Brannon told town commissioners at their March meeting that, based on experience he’s had in other communities such as Jupiter Inlet Colony, it can take between two and three years to get the telephone and cable wires moved after FPL puts its electric wires underground. He said Comcast and AT&T are working on the design plans they’ll need to have in hand before they can begin moving lines to finish the project in the south end.
“I’ve been sitting here for a year on this commission hearing what you’ve reported,” Morgan told Brannon, “and it seems to be about the same. I’m not being critical of you or your company — you’re a marionette at the end of the string from Comcast and AT&T.”
Morgan said the town should consider negotiating a tougher timetable for the north end and get an agreement with the two companies to complete their work in a specific amount of time. He said the town should consider imposing penalties for delays.
Another option is for the town to hire contractors of its own to move the cable wiring. AT&T fabricates its own wires, but the cable company’s work could be done by someone else, and Commissioner Robert Ganger thinks that’s worth exploring.
“I’ve hardly ever seen a Comcast person here — there’s always a truck with some no-name on it that Comcast hires to do their dirty work,” Ganger said. “It’s not that complicated to take a pole, stick wire in some conduit and pull it. This is not rocket science.”
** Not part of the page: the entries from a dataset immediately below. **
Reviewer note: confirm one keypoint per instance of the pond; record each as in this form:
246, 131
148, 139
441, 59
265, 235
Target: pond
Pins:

Brannon said outside contractors could cost the town twice as much as Comcast. “But if time is of the essence, then we’ll have to weigh that,” he said, and told commissioners he had discussed the idea with Comcast representatives in Atlanta.
“We can’t go over this budget,” Ganger said. “But by the same token, we can’t have poles in the skies for the next decade.”
After Comcast and AT&T complete their work, perhaps several years from now, FPL still has to come back and remove all the poles. At the current pace, that conceivably could run into 2019 or beyond.
Commissioners found solace in two positive points: So far, the project has stayed roughly within its budget. And if, heaven forbid, a hurricane should strike the town this season, at least south end residents would have electricity, if nothing else.
“We’ve achieved about a tenth of what we wanted to achieve,” said Ganger, who started pushing the project in 2008. “But at least we’ve achieved something.”